One thing which is nice though, is how to prove Turing completeness. First, there's a somewhat trivial argument that the Dot notation and evaluation is Turing complete, since S and K are trivially expressible, and eager evaluation will, by the confluency theorem, normalize terminating computations.
But, I wonder, is that good enough? I am not sure I actually proved Turing completeness that manner since I only showed it then for terminating terms. It would be better to show that it is possible to restate S and K such, that the eager reduction of those will correspond to the lazy evaluation of the original symbols.
I.e., K can be expressed as [K x y] = [@ x] and S can be expressed as [S x y z] = [@ x z .] [@ y z]. It should be easy to restate them lazily, since it is well known how to defer evaluation in an eager language by abstracting terms and suspending evaluation until a dummy argument is supplied. So, I am looking at S' and K' which would do that, or possibly, by restating the evaluation of application to a lazy form.
Below, my funny thoughts using Blogger as a scratch pad. Don't read if you don't like hazy thoughts.
So, an initial thought, since lazy evaluation reduces the head of an expression, which should be equivalent to reducing the last term in the Dot notation, K' should become [K' x y d] = [@ x d], but what should S' be?
Tinkering further, A for lazy apply should become, [A x y d] = [@ . y d] [@ x d]? Hmm, shallow encoding doesn't work...? Tinkering along, see no reason shallowness shouldn't work, apply should do it... Maybe need a defer operator and express it in SKI directly? [D f d] = [@ f]?
Lemme see, I think I nailed it. First, I need to show that SKI can be translated to a deferred term such that when that term is applied to a dummy argument, we get the original term back. Second, I'll need to show that that term eager reduced is equivalent to lazy reducing the original term.

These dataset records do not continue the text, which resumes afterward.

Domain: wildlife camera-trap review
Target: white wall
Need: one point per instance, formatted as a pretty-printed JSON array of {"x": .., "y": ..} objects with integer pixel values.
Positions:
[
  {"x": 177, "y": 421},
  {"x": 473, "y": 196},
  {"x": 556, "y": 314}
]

So, let A x y d = (let x' = (x d) in x' (y d)), making the evaluation order explicit, and let D f d = f. Then let the translation function T be defined as: T(K) = D K, T(S) = D S, and T(x y) is A (T(x)) (T(y)). Then, T(E) d = E, since:
- T(K) d = D K d = K
- T(S) d = D S d = S
- T(x y) d = A (T(x)) (T(y)) d = (let x' = (T(x) d) in x' (T(y) d)) = (T(x) d) (T(y) d), thus by induction is (x y).